The first thing that springs to most peoples mind is Standards. How may ways do we need to represent a Purchase Order? Why are there many Standards? Wouldn't it be easier to just all agree on one standard? The answer to the last question is, not necessarily.

To explain this, consider the classic example of Purchase Order Delivery date. On a multi-line purchase order, a customer will probably want all the items delivering together. But while some customers will send a delivery date in the order header section of the message, some will send delivery dates in the order line sections. Some will send both. Some will have differing dates in the detail line section. Some customers will omit dates altogether indicating the goods are required ASAP.
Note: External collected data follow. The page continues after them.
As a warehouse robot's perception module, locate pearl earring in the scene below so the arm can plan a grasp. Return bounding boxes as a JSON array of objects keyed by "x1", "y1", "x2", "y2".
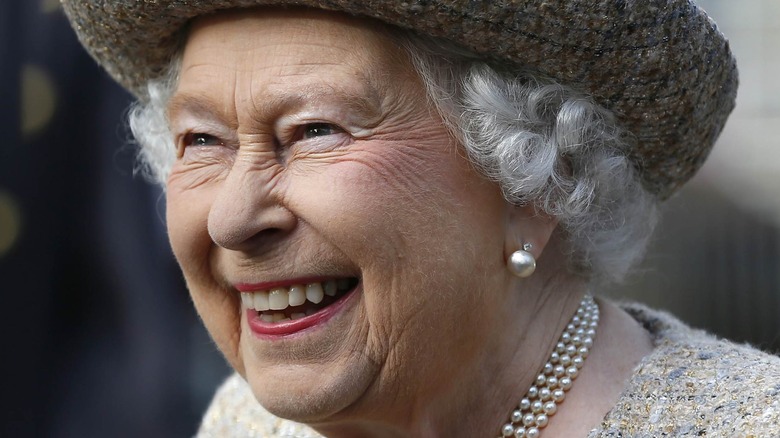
[{"x1": 506, "y1": 243, "x2": 536, "y2": 278}]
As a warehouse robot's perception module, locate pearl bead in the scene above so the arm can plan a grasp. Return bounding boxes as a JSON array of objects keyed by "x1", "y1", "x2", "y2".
[
  {"x1": 501, "y1": 423, "x2": 515, "y2": 437},
  {"x1": 501, "y1": 296, "x2": 599, "y2": 438}
]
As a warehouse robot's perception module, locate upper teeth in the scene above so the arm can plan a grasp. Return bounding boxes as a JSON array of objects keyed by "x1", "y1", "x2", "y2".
[{"x1": 241, "y1": 278, "x2": 350, "y2": 312}]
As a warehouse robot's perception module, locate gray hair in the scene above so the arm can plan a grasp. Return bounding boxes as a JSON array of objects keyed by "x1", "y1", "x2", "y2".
[{"x1": 129, "y1": 31, "x2": 658, "y2": 282}]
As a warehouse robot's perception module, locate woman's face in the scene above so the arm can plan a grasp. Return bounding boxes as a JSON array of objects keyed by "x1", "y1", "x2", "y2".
[{"x1": 168, "y1": 7, "x2": 508, "y2": 423}]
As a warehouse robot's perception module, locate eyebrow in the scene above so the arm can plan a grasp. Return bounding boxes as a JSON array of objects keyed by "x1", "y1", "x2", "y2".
[{"x1": 166, "y1": 82, "x2": 381, "y2": 125}]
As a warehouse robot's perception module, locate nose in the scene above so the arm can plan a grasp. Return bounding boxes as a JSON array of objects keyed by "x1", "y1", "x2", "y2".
[{"x1": 208, "y1": 161, "x2": 296, "y2": 252}]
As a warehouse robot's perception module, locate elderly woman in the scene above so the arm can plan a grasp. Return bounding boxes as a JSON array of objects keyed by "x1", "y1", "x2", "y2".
[{"x1": 64, "y1": 0, "x2": 780, "y2": 437}]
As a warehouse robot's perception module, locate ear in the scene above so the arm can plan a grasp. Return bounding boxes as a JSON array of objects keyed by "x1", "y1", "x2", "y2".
[{"x1": 504, "y1": 205, "x2": 558, "y2": 259}]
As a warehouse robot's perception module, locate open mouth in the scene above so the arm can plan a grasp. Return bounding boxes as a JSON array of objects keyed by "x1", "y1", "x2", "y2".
[{"x1": 241, "y1": 277, "x2": 360, "y2": 323}]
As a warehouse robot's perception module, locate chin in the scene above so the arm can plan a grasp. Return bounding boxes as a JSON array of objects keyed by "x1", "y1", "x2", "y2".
[{"x1": 240, "y1": 284, "x2": 380, "y2": 424}]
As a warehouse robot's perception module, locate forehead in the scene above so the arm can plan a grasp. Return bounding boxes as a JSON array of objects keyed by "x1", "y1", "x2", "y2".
[{"x1": 178, "y1": 9, "x2": 413, "y2": 108}]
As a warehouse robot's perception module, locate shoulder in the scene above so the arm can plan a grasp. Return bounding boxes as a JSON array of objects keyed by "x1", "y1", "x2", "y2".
[
  {"x1": 197, "y1": 374, "x2": 321, "y2": 438},
  {"x1": 590, "y1": 305, "x2": 780, "y2": 437}
]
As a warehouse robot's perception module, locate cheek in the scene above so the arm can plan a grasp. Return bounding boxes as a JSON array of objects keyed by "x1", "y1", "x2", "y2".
[{"x1": 166, "y1": 170, "x2": 244, "y2": 372}]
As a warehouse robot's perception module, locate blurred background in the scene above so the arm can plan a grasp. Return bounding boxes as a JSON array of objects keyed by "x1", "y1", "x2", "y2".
[{"x1": 0, "y1": 0, "x2": 780, "y2": 437}]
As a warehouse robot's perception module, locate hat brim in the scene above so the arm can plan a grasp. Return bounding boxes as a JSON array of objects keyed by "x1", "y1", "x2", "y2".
[{"x1": 63, "y1": 0, "x2": 737, "y2": 199}]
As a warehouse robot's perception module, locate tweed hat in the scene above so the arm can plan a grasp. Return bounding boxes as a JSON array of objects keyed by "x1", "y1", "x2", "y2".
[{"x1": 62, "y1": 0, "x2": 737, "y2": 199}]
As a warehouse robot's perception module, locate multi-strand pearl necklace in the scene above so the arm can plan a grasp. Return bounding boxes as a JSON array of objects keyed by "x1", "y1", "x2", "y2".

Don't stop me, I'm on a roll...

Sometimes it will be appropriate to send an Earliest and a Latest date range. This could be in either section. Given a free text field some will write 9/11/01, some will write 11/9/2001 and some computers will generate 20010911. By the way, not everyone in the world agrees what year it is or how many months there are.

At the other extreme, timing might be important. For example when ordering services like an aircraft flight time, or an insurance period start and finish. This brings in the question of time zones and daylight saving adjustments.

  • So if a Standard is to be universal, it has to be large and complex.


  • But if it is large and complex, it won't be easy to implement.


  • And your next partner will use the Standard in a way that is at least slightly different to all your others.
When you read "X12 is popular in North America, EDIFACT in Europe, TRADACOM in Britain" remember, just agreeing one Standard doesn't solve anything. One Standard used in two different ways is like two Standards. So the incentive to converge isn't there.

I have been watching the ODF v OOXML Standards dust up with interest. The difference with EDI is that an EDI Standard has many thousands of individual implementations. If we accept Standards overlapping as much as ODF/OOXML damage each other. If interpretation of the specification will lead to differing implementations, which will lead to interchange problems between office applications. Then we shouldn't be surprised if EDI is in trouble.

I think this is the real source of the excitement over XML. It gives structure to data even without a standard. If we accept that even with a standard, there is a need for a "mapping" function, then maybe we should aim to make this as easy as possible.

Monday 31 March 2008

When did XML become a good Idea?

It is so easy to list what is wrong with XML for EDI (Electronic Data Interchange).

  • It produces large files
  • It is very processor intensive to parse
  • Needs another new standard
  • Or can be used/abused without a standard
  • It isn't even very human readable (despite what some say)
And yet... a lot of people find it very compelling.

To understand why, imagine you are talking to a developer who knows nothing about EDI. Show them an EbizXML file, an EDIFACT file, a Tradacom file and a X12 file. All for the same document. The chances are they will immediately be able to tell you the first file is XML as they know what that is. They will probably even be able to begin to translate its contents.

Explain to this developer you want a subroutine / function / method, to extract and return certain elements from the document. They will not blink as they reach to the keyboard and fire up their perfered language tools. They will have a first draft ready in less time than it will take to explain the mere structure of any of the other files.

Any non-developer who has just read this is now scatching their head wondering why file structures would have to be explained. They are also wondering why the problems listed at the beginning are... problems?